Alcohol campaigners warned last night that the veteran newsreader Sir Trevor McDonald is endangering his health after he revealed he often drinks a bottle of wine a night and enjoys champagne breakfasts.

The presenter of ITV's News at Ten spoke of his penchant for the finer things in life, particularly high-quality burgundy, in an interview in the latest issue of the wine magazine Decanter. "The problem with that is that it's never a glass. I get home at 11pm and then look at my watch and it's midnight and I'm on my fourth glass."

But Sir Trevor, 68, said he had actually slowed down since he began his career 35 years ago, when journalists spent most of their waking hours in the pub. "There was a bar across the street and most people could be found there day or night," he said. "My co- presenter, Reggie Bosanquet, had to be dragged out at five minutes to 10 and persuaded to sit down. How we used to carry on working I'll never know. Looking back at what we drank then, it was pretty awful - Liebfraumilch and Mateus Rose."

However, a career in which he has risen to the top of his profession and earned a knighthood has imbued Sir Trevor with a taste for the finer things in life and he now chooses only the best burgundies and champagnes. "One of the tragic things about wine is that once you've drunk better it's terribly hard to go back," he admitted. "There's an auction at Sotheby's I'm planning to attend. I've been salivating over the catalogue for days."
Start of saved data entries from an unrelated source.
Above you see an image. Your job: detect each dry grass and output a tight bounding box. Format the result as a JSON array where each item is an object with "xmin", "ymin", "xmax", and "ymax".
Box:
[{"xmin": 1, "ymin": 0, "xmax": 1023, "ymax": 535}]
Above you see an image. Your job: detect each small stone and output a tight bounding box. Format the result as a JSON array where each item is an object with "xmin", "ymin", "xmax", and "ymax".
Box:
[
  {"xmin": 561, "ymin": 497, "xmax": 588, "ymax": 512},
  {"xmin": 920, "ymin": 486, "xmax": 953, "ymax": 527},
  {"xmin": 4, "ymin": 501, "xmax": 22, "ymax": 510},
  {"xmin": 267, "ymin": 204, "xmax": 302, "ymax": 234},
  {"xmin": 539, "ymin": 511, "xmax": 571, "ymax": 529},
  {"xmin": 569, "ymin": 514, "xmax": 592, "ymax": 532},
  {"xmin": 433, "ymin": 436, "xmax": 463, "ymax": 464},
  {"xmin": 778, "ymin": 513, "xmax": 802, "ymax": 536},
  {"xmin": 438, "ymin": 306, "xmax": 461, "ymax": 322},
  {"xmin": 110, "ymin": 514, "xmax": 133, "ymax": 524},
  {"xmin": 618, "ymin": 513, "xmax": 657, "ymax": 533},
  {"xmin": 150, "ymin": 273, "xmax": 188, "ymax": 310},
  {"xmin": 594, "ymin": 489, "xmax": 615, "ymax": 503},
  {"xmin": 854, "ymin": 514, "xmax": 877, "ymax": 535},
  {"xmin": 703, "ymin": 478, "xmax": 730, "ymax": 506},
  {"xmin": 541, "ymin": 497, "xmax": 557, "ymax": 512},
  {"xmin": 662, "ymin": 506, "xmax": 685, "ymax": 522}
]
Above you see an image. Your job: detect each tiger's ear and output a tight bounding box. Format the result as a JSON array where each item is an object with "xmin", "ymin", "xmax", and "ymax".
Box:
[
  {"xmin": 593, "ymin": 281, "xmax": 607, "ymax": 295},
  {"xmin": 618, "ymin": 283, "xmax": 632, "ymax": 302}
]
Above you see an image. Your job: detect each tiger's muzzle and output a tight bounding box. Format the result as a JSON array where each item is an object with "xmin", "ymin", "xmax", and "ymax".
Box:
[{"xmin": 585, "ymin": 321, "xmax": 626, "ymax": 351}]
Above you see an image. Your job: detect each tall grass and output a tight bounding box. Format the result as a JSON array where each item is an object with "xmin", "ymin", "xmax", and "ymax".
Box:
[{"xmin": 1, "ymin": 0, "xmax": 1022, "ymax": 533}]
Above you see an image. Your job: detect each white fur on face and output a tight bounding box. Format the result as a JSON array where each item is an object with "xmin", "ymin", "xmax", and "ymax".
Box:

Sir Trevor was circumspect when it came to revealing the largest amount he had ever spent on alcohol, saying only that he had once shelled out "far too much" on a bottle of Dom Perignon champagne at the Ritz on his wife's credit card. "Not a good idea," he added. His habit of cracking open a bottle of champagne at 11am on a Sunday has also landed him in trouble with his wife, but he said he tells her, "it's midday in Paris".

Professor Ian Gilmore of the Alcohol Health Alliance said drinking a bottle of wine a day equated to three times the weekly recommended safe drinking levels for a man. "Drinks are getting stronger and glasses larger," he said. "If you do drink above recommended limits you have to realise you are increasing your risks of some physical, mental or social harm."